Italian law permits a person under 25 to be employed on an ‘on-call’ or ‘zero-hours’ employment contract. In this case, the employer employed a young man for ‘on-call’ shop work. The employer then got rid of him when he turned 25. This left the worker without a job and the feeling that he had been discriminated against on grounds of his age. Since the EU Charter bans discrimination, the question is whether this plank of Italian labour law is compatible with the EU Charter.
In 2010, a young man went to work in a clothes shop known as Abercrombie and Fitch. His employment was governed by an ‘on-call’ contract of employment, which for workers under 25 is regulated by Article 34 of the Italian Parliamentary Decision no. 276/2003.
Two years later, and the man turned 25. His employer immediately terminated the contract of employment. The employer pointed out that Italian law permitted such an employment contract only for workers under 25.
Suddenly without a job, the man took his employer to court alleging age discrimination. Although losing at first instance, he won at the Milan Court of Appeal which took the view that an on-call contract based solely on age was illegal. The litigation reached the Italian Court of Cassation.

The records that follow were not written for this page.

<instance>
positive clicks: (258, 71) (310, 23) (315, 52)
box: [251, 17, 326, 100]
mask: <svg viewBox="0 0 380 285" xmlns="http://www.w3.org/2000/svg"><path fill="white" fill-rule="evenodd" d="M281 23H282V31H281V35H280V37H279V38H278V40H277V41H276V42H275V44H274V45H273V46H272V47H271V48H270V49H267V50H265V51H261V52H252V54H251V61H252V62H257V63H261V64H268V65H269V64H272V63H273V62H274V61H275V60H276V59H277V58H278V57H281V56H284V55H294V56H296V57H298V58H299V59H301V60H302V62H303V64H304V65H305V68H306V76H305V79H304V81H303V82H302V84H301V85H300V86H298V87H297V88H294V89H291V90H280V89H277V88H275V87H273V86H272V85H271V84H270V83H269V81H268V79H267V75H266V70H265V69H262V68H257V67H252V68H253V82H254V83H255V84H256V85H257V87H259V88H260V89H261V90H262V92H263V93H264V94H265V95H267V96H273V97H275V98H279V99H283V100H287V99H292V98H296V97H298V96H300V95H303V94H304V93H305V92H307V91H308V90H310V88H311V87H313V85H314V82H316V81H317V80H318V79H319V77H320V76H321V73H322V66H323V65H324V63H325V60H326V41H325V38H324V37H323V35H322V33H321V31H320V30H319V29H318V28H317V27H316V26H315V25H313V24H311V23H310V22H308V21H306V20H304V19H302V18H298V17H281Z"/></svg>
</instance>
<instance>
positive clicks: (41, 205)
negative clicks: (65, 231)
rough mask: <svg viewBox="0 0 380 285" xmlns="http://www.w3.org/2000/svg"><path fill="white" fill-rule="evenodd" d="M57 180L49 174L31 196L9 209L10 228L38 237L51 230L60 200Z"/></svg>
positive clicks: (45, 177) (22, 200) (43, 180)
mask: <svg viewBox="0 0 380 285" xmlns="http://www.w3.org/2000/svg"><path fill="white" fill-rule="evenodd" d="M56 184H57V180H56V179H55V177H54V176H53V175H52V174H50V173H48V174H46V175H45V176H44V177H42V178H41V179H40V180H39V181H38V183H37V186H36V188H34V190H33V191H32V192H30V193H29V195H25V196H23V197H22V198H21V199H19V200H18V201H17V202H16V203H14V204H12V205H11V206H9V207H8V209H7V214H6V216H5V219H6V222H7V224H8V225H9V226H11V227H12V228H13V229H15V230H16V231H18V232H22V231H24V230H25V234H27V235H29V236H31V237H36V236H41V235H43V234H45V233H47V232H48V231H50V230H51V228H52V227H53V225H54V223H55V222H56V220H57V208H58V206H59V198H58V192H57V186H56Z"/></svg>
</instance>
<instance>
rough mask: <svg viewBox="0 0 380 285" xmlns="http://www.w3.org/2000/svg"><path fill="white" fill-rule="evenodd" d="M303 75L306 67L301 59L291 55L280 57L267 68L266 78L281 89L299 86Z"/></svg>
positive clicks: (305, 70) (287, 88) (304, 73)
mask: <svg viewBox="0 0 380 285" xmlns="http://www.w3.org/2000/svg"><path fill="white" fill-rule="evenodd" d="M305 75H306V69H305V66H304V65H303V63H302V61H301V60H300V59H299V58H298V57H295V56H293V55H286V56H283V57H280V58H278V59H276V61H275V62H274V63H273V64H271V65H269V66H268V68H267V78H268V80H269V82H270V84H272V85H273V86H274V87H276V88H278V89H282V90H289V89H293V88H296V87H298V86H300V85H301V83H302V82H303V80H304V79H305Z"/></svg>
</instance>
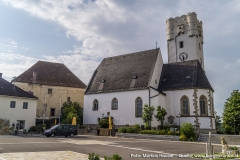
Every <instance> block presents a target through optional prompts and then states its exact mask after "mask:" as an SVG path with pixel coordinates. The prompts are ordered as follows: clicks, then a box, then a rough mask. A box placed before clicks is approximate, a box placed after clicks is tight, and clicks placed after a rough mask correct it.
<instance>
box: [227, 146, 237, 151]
mask: <svg viewBox="0 0 240 160" xmlns="http://www.w3.org/2000/svg"><path fill="white" fill-rule="evenodd" d="M229 150H238V148H237V147H236V146H235V147H229Z"/></svg>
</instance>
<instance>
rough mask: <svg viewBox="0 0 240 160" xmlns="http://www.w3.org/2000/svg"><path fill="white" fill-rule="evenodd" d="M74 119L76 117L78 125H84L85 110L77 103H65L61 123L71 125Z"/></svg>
mask: <svg viewBox="0 0 240 160" xmlns="http://www.w3.org/2000/svg"><path fill="white" fill-rule="evenodd" d="M73 117H76V120H77V124H82V119H83V109H82V107H81V106H80V105H79V103H77V102H71V101H69V102H64V103H63V107H62V113H61V123H63V124H71V123H72V119H73Z"/></svg>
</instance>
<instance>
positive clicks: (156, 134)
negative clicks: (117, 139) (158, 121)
mask: <svg viewBox="0 0 240 160" xmlns="http://www.w3.org/2000/svg"><path fill="white" fill-rule="evenodd" d="M139 133H140V134H155V135H158V134H159V131H155V130H142V131H140V132H139Z"/></svg>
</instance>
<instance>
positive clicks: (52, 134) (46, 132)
mask: <svg viewBox="0 0 240 160" xmlns="http://www.w3.org/2000/svg"><path fill="white" fill-rule="evenodd" d="M43 135H45V136H47V137H50V136H51V137H55V136H65V137H67V136H70V137H73V136H74V135H77V126H76V125H71V124H60V125H56V126H53V127H52V128H50V129H47V130H45V131H44V132H43Z"/></svg>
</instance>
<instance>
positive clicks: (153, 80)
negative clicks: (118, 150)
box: [83, 12, 216, 133]
mask: <svg viewBox="0 0 240 160" xmlns="http://www.w3.org/2000/svg"><path fill="white" fill-rule="evenodd" d="M166 32H167V33H166V38H167V43H168V45H167V47H168V63H167V64H164V63H163V60H162V55H161V51H160V48H156V49H152V50H146V51H141V52H135V53H130V54H124V55H120V56H115V57H109V58H105V59H103V61H102V62H101V64H100V65H99V66H98V68H97V69H96V71H95V72H94V73H93V75H92V78H91V80H90V82H89V85H88V87H87V89H86V92H85V96H84V119H83V120H84V124H88V125H94V124H97V119H99V118H101V117H102V116H103V115H107V113H110V115H111V116H112V117H113V122H114V124H115V125H116V126H121V125H126V124H129V125H134V124H141V125H143V121H142V112H143V105H144V104H147V105H150V106H154V107H155V108H156V107H157V106H162V107H163V108H165V109H166V111H167V116H166V118H165V122H164V123H165V124H170V125H172V124H177V125H181V124H182V123H183V122H190V123H192V124H193V125H194V126H195V127H196V128H199V129H200V131H201V132H202V133H204V132H205V133H206V132H208V131H212V133H214V132H216V128H215V118H214V105H213V92H214V90H213V88H212V86H211V85H210V83H209V81H208V79H207V77H206V75H205V71H204V56H203V30H202V22H201V21H199V20H198V19H197V15H196V13H194V12H193V13H188V14H187V15H183V16H181V17H176V18H169V19H167V20H166ZM157 125H159V122H158V121H157V120H156V119H155V118H154V117H153V121H152V126H153V127H156V126H157Z"/></svg>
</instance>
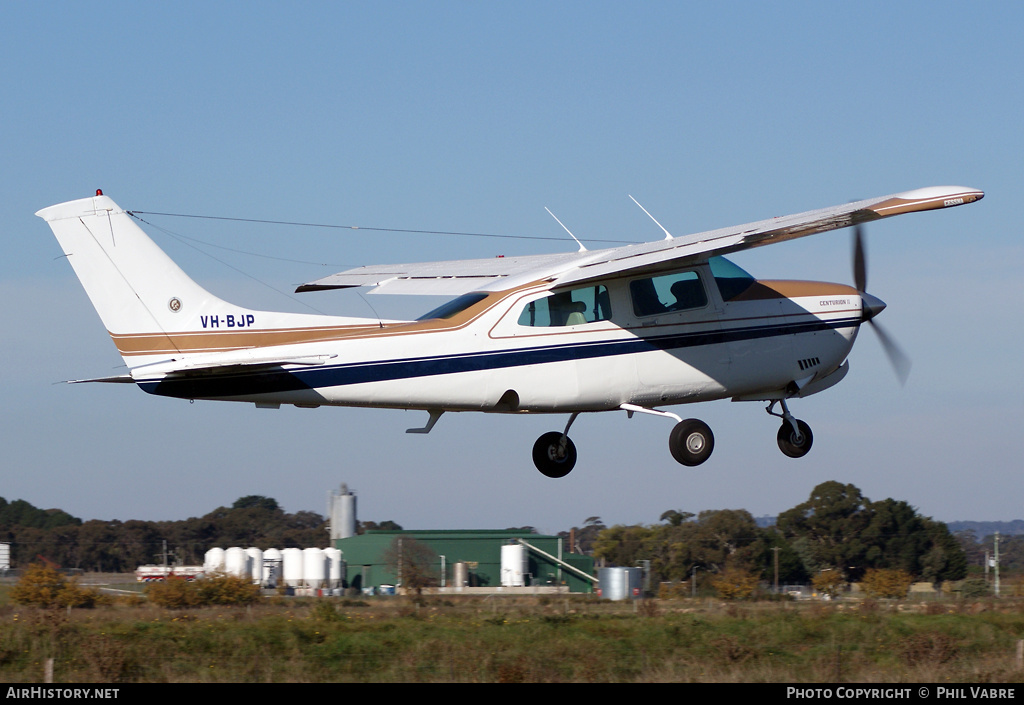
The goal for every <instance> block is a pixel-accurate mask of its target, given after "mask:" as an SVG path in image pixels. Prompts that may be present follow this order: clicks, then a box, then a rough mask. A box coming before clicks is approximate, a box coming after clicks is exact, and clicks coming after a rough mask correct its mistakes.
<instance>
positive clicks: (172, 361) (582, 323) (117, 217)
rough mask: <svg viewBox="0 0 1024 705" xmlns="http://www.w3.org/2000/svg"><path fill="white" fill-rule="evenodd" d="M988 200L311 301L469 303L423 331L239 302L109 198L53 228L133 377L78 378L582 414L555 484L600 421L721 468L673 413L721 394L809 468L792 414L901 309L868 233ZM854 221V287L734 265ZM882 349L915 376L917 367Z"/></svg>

At the Italian Court of Cassation
The ban on age discrimination is set out in the EU’s general framework for equal treatment Directive 2007/78 (OJ  L303/16), and Article 21(1) of the EU Charter.
Article 6(1) of the Directive provides:
‘Notwithstanding Article 2(2), Member States may provide that differences of treatment on grounds of age shall not constitute discrimination, if, within the context of national law, they are objectively and reasonably justified by a legitimate aim, including legitimate employment policy, labour market and vocational training objectives, and if the means of achieving that aim are appropriate and necessary.
Such differences of treatment may include, among others:
(a) the setting of special conditions on access to employment and vocational training, employment and occupation, including dismissal and remuneration conditions, for young people, older workers and persons with caring responsibilities in order to promote their vocational integration or ensure their protection;
(b) the fixing of minimum conditions of age, professional experience or seniority in service for access to employment or to certain advantages linked to employment;
That said, a difference in treatment need not amount to discrimination. According to the CJEU in C-555/07, Kücükdeveci ECLI:EU:2910:21:
33 The first subparagraph of Article 6(1) of Directive 2000/78 states that a difference of treatment on grounds of age does not constitute discrimination if, within the context of national law, it is objectively and reasonably justified by a legitimate aim, including legitimate employment policy, labour market and vocational training objectives, and if the means of achieving that aim are appropriate and necessary.
Applied here, Judge Stile of the Italian Court of Cassation realised that the Italian labour law rule contained neither an express nor a relevant justification for the age limitation. However, he still felt that he did not know how EU law should be applied and therefore decided to make a preliminary reference to the CJEU.
My unofficial translation of the question asked by the Italian Court of Cassation reads:
Is a national rule such as Article 34 of Decision 276/2003 of the Italian Parliament which enables an on-call contract of employment to be concluded with people younger than 25 years of age providing services contrary to the age discrimination ban in Directive 2007/78 and Article 21(1) of the EU Charter?
Objective grounds for a difference in treatment and ‘occupational requirements’ are currently pending in a case about a worker who wore religious clothing; see further, Case C-188/15, Bougnaoui – wearing an Islamic headscarf in the information society.
In April, the CJEU handed down an important judgment on age discrimination in Case C-441/14, Dansk Industrie (DI) ECLI:EU:C:2016:278.
Update – 11 December 2016
The First Chamber is due to the hear the Abercrombie case on 12 January 2017.
Update – 18 February 2017
The Opinion of Advocate General Bobek is due on 23 March 2017.